Forty-three years ago Monday, the Rev. Martin Luther King Jr. was assassinated in Memphis, Tenn. He was there to support a garbage collectors' strike, and on the night before his death gave what would be his final sermon. Amid the call for for African-Americans to boycott businesses that mistreated workers, he delivered a sermon, without notes, that focused on his life and disavowed any concern that he might be killed for his role in the fight for civil rights.

"Like anybody, I would like to live a long life. Longevity has its place. But I'm not concerned about that now,” the Rev. Mr. King said that evening. “I've seen the promised land. I may not get there with you. But I want you to know tonight, that we, as a people, will get to the promised land!”

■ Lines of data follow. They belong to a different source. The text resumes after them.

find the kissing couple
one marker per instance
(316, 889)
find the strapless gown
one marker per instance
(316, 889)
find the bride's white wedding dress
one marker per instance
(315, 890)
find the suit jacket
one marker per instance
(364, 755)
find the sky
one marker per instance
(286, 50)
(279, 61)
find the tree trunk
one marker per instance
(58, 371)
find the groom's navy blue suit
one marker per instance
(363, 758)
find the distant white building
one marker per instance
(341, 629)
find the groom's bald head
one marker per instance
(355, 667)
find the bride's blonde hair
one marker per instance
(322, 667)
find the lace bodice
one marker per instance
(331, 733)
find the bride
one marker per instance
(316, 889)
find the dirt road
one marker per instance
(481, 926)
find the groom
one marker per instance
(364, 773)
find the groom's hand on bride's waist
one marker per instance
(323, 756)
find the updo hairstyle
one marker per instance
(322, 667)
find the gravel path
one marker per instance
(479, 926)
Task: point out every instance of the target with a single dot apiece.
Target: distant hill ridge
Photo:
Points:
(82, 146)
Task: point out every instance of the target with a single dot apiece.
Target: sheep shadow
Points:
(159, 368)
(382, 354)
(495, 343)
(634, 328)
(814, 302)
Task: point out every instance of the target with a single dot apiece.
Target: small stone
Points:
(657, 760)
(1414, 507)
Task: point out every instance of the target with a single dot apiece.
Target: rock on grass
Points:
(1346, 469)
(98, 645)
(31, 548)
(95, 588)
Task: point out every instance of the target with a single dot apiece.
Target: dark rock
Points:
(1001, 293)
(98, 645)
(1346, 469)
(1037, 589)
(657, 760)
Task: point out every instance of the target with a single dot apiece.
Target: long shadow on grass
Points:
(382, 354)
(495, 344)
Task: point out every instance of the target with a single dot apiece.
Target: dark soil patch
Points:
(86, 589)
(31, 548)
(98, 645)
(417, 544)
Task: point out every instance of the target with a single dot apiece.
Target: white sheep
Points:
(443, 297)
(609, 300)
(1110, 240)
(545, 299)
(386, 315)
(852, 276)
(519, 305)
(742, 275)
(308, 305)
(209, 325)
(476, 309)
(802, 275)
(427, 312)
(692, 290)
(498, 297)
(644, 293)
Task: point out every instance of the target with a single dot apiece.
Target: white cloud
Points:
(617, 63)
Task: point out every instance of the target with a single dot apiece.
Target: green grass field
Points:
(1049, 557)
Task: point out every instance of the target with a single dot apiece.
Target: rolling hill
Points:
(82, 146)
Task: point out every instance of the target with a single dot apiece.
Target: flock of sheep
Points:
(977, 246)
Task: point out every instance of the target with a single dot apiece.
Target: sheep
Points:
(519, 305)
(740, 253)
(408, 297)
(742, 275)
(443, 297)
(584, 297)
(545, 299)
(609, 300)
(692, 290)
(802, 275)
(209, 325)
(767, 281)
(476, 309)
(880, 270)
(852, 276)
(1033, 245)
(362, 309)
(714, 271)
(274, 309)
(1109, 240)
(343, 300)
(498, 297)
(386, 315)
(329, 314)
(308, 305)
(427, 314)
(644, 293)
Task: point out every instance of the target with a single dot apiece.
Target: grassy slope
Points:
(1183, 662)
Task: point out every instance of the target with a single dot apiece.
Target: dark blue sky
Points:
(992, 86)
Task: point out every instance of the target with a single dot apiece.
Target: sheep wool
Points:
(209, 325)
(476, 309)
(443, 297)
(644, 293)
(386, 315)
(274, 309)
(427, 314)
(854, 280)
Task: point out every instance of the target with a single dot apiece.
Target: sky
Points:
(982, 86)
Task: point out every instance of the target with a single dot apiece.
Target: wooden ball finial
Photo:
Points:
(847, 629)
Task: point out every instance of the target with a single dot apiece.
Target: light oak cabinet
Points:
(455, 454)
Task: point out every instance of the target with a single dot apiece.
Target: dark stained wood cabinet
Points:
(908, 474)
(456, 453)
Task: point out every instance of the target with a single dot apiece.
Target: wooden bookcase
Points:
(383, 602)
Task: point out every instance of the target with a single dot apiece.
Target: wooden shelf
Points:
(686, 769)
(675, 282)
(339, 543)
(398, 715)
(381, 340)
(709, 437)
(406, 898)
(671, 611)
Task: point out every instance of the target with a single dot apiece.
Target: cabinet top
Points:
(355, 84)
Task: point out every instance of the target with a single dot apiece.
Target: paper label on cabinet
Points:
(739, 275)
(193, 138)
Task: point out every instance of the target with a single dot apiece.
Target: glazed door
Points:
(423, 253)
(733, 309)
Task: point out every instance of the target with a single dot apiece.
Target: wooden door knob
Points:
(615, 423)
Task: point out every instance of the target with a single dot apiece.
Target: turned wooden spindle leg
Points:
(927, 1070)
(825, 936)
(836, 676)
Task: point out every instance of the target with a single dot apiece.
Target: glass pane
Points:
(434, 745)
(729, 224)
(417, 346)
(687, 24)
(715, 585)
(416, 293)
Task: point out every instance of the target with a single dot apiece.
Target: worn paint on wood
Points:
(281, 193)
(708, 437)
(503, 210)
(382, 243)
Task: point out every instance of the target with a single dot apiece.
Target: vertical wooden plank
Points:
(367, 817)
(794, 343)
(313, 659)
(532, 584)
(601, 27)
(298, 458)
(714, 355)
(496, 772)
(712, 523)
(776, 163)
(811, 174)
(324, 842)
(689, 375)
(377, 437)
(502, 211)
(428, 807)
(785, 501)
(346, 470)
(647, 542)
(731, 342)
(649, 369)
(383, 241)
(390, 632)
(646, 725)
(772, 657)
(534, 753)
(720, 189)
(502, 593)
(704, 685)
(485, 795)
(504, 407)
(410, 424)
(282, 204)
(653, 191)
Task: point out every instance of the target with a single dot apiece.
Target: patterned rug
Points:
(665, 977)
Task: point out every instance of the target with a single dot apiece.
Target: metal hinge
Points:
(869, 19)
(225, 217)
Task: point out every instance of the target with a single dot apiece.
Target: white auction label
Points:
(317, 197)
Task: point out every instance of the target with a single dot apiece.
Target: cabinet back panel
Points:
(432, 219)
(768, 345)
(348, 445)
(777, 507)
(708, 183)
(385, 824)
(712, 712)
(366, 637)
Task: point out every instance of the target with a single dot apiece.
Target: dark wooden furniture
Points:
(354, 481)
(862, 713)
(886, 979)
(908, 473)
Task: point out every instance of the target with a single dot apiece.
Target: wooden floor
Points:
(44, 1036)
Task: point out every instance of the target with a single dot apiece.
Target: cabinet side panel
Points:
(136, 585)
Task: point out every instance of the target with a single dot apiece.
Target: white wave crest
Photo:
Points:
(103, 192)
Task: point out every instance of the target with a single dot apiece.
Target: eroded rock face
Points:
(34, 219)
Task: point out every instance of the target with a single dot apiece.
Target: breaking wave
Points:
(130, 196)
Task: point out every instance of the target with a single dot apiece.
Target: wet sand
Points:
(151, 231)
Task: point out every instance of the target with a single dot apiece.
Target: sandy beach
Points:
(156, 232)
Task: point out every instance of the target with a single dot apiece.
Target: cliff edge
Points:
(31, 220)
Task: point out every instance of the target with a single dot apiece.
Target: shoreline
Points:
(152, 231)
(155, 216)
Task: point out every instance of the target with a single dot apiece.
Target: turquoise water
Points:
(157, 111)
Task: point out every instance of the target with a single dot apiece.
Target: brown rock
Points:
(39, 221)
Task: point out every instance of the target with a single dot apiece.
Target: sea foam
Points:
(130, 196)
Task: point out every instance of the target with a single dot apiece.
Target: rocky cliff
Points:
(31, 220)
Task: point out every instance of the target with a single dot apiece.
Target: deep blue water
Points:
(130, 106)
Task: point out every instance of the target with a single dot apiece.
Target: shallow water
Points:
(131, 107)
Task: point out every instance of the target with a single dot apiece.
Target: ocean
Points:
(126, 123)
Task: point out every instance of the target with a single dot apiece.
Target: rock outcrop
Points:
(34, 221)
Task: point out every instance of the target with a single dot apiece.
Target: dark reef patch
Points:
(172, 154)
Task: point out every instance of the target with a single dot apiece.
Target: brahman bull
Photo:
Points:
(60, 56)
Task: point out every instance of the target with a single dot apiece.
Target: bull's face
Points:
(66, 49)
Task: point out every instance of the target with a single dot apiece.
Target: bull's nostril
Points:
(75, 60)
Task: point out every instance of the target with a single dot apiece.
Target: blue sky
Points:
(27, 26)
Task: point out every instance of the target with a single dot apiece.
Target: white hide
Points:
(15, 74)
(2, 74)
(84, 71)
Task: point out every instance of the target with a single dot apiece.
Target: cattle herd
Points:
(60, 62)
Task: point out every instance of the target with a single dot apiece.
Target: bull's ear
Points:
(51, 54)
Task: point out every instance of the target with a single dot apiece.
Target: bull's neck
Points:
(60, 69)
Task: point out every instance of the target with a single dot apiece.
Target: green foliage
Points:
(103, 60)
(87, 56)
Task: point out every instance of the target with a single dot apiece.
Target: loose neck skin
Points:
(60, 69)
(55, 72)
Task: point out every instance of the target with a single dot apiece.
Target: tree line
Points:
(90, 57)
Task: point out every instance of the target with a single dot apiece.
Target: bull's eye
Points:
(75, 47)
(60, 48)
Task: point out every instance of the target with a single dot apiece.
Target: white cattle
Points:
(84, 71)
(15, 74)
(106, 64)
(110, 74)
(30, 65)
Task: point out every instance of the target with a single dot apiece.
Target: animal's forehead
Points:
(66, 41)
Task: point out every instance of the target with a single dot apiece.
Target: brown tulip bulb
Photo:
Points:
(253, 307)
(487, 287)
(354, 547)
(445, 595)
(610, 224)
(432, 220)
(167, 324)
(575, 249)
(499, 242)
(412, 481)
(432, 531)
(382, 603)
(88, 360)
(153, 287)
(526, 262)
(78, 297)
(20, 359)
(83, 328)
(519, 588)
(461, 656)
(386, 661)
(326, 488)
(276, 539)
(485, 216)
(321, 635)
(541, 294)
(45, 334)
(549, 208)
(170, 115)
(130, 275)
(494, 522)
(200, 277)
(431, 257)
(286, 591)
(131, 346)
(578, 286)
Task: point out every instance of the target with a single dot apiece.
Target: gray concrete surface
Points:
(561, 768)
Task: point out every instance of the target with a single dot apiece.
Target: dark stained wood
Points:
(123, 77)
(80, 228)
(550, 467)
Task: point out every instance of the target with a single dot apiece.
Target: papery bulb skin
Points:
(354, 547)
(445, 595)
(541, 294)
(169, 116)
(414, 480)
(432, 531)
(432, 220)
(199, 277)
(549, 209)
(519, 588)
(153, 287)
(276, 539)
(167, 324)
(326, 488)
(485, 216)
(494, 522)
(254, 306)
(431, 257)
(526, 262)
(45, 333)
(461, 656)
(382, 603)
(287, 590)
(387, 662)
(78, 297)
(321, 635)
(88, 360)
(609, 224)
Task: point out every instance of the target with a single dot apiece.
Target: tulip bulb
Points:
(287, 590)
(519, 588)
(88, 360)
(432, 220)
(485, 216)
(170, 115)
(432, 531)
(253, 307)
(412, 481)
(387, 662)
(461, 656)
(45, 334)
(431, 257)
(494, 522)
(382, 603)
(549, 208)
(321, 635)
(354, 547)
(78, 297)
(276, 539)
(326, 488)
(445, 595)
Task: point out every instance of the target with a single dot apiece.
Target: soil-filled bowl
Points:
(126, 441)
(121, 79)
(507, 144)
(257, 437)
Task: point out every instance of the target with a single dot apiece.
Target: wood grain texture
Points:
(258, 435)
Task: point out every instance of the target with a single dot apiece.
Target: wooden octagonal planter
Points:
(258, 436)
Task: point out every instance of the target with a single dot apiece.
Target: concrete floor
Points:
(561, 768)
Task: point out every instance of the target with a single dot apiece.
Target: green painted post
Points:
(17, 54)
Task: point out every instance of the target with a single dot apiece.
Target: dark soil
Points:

Now known as "I've Been to the Mountaintop,” the sermon was called King's "most apocalyptic" by King scholar James Washington. It was not the first time King had spoken publicly about his possible early death, though those close to him say King certainly did not expect the April 3 sermon to be his last.

"He always knew some speech would be his last," wrote Andrew Young, who was with King in Memphis. "Was he afraid? Not on your life!"

King had received death threats for years and had already survived one assassination attempt. In 1958, a black woman who apparently suffered from mental illness stabbed him at a book signing, nearly killing him. In its report on the incident, The New York Times wrote, momentously, that the wound was so severe that King would have died had he sneezed.

In his last sermon, King reflected on that experience, recalling that a ninth-grade girl wrote him afterward to say she was glad he hadn’t sneezed. King used that experience to reflect on his career and the civil rights movement.

"I too am happy that I didn't sneeze. Because if I had sneezed, I wouldn't have been around here in 1960, when students all over the South started sitting-in at lunch counters," said King. "If I had sneezed I wouldn't have been here in 1963, when the black people of Birmingham, Alabama, aroused the conscience of this nation, and brought into being the Civil Rights Bill. If I had sneezed, I wouldn't have had a chance later that year, in August, to try to tell America about a dream that I had had."

After the sermon, King took His seat. His friend Benjamin Hooks recalled that King's words had elicited surprising emotions in both listeners and speaker.

"To my surprise, when I got a little closer, I saw tears streaming down his face," Mr. Hook said in a speech a decade later. "Grown men were sitting there weeping openly because of the power of this man who spoke on that night."